Solana is a high-performance open-source blockchain. It provides a platform for dApps and next-generation protocols. With its Proof of History (PoH) consensus mechanism, the Solana blockchain allows for breakneck transaction speeds, claiming to scale to over 50,000 TPS on an open network, which is said to be possible due to Solana's novel approach.This deterministic checkpointing mechanism that is used in place of synchronous consensus. However, Solana’s actual TPS is around 2,000, with more than 3/4 of these transactions being vote transactions. The seemingly inflated TPS widely promoted to the public might reflect the questionable design of the Solana platform. Even though it was once regarded as a crypto rising star, with its six blockchain outages happening in the last month alone, Solana is facing fundamental questions about its network stability, as well as the ability to maintain itself as a Wall Street darling.

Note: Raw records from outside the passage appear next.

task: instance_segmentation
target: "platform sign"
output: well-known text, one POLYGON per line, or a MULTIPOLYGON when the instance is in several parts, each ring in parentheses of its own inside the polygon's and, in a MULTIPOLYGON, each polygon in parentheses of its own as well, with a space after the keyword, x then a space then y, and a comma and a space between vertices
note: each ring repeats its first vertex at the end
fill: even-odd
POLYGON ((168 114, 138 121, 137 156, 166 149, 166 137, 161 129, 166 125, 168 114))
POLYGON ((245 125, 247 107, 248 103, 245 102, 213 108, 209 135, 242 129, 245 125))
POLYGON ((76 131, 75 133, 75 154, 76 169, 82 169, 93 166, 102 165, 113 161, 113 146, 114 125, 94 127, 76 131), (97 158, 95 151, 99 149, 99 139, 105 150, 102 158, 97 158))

TRON is an innovative open-source blockchain that focuses on providing a cost-effective settlement solution with the ultimate goal of decentralizing the internet. The high level of scalability offered by the system and its mandate for low costs are attractive propositions for those considering taking their first step into the crypto world. Since last April, the amount of Tether USDT on TRON has surpassed Ethereum to become the No.1 worldwide. TRON became the preferred blockchain for many when transferring and converting stablecoins because of its low fees. The TRON network's increasing dApps and NFT projects also attracted many new users from other blockchains. However, we noticed that newcomers sometimes brought up the concept of bandwidth and energy on the TRON network. Although understanding bandwidth and energy is not necessary to make a transaction, users should be encouraged to look into them as utilizing these resources by staking a certain amount of TRX would enable one to send transactions or interact with smart contracts for free.
Throughout last year, we saw many smart contract platforms rising to compete with Ethereum, and each of them has its pros and cons. There is an incredibly increasing demand for a good smart contract platform, and every platform will eventually have its place in the ecosystem. Investors, users, and developers should take a closer look at each of these blockchains and pick the one that matches their needs best.